Tuesday, 20 November 2018

GPs join talks on parking scheme

GPs join talks on parking scheme

RESTRICTIONS could be re-introduced at the car park for Henley’s two GP surgeries.

The move follows the decision to replace the company that enforces the car park for the neighbouring Townlands Memorial Hospital after numerous complaints from patients about unfair fines.

Smart Parking also used to monitor the car park for the Bell and Hart surgeries but its contract was cancelled by the doctors after only a few months due to the overwhelming number of complaints.

Now NHS Property Services, which owns the Townlands complex site off York Road, is tendering for a new company to run the hospital car park and others elsewhere in England.

It is also in talks with the GPs about a new scheme covering both car parks while the one for the Chilterns Court Care Centre, which is also on the site, could continue to be enforced by Smart.

In a joint statement, they said: “Both car parks are just about at full capacity and it is challenging to find a solution that works for both patients and staff.
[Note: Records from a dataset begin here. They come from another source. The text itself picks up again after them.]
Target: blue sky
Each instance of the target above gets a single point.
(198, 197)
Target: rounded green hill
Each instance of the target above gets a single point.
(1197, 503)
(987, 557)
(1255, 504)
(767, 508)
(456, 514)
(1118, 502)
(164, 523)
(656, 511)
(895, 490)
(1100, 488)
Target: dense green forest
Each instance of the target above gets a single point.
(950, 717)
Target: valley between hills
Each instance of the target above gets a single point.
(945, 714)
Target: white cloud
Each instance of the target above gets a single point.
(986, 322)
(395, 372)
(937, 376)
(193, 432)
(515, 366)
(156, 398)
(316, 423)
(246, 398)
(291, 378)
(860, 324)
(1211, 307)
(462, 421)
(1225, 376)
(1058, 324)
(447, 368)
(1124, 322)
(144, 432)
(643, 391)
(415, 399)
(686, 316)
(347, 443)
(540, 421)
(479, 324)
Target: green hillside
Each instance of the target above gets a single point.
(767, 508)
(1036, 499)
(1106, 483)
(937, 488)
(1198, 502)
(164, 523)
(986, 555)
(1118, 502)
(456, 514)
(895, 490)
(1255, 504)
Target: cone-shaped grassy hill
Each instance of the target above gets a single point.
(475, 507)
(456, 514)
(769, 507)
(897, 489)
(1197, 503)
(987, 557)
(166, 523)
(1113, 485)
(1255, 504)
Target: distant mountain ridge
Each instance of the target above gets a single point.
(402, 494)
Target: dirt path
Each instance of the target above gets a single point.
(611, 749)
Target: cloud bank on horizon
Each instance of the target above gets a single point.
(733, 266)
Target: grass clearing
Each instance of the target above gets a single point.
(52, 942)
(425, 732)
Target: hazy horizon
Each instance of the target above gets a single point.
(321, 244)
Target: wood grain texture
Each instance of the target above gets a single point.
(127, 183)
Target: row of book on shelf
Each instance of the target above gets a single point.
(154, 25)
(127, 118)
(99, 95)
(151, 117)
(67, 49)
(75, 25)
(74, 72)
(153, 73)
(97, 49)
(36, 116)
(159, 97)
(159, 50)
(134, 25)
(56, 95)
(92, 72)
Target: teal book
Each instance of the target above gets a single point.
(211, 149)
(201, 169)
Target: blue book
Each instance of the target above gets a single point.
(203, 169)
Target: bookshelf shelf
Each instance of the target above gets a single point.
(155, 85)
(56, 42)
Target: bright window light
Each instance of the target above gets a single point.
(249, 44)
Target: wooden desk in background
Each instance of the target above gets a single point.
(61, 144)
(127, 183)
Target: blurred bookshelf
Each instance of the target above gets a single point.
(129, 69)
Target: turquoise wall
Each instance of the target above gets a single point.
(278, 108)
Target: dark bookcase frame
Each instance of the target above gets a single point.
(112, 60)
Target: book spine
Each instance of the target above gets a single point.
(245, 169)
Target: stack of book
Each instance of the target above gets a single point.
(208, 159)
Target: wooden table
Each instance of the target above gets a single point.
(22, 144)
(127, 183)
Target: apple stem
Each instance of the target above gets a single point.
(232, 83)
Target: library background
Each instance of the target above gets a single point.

“We will be taking any proposals to our patient panel for discussion, with our main priority remaining that those who are unable to walk far can park near to the surgery for their appointments. This may not necessarily mean we introduce the same system as the hospital.

“We want to learn from our mistake in the past when we introduced a parking system, in good faith, with our patients’ interests at heart, which ended up causing more problems than it solved. We wish to apologise to everyone affected by this.”

The surgeries cancelled their contract with Smart in August last year but enforcement didn’t end until November following a 90-day notice period.

No new provider was brought in and instead the surgeries urged shoppers not to abuse the spaces at their car park, which was the problem that prompted the introduction of enforcement in April last year.

The GPs say the spaces should only be used by those who cannot park elsewhere due to health issues.

A message on the surgeries’ website asks patients to be “considerate and neighbourly” and only use the car park if they need to and only for the duration of their appointment.

However, there are now complaints that the car park is frequently overcrowded and patients are unable to find a space.

The decision to effectively sack Smart from the hospital was revealed by the Henley Standard last month in a victory for our Not Very Smart Parking campaign.

Health minister Stephen Barclay said the company’s performance “has not been satisfactory”.

This followed numerous calls by patients, relatives, councillors and Henley MP John Howell for the firm to be axed.

Mr Howell has met officials from NHS Property Services to discuss the new scheme.

He said: “We discussed the sort of system we need, one that maintains the ability of the car park to keep shoppers and other people visiting the town out to allow patients to get in. That needs to be a simple and effective system.

“We will make sure this is an improvement on the lives of patients and people visiting them.”

Mr Howell added: “We discussed a number of issues, including the status of Smart Parking. We are looking forward to them being replaced by a much better company in future.”

Smart Parking uses automatic number plate recognition cameras to log vehicles entering and leaving the hospital car park.

Visitors have to enter their car registration details using a keypad at reception to receive free parking and there is meant to be a 20-minute grace period for those passing through or dropping off patients.

But scores of patients said complained about being fined of up to £160 for parking at the hospital despite following the rules.

Some were also sent letters threatening them with court action if they refused to pay.

Others claimed they were fined despite leaving the car park within the grace period, while several residents of nearby roads said they received notices after driving through the site on their way to and from their homes, even though they had not stopped.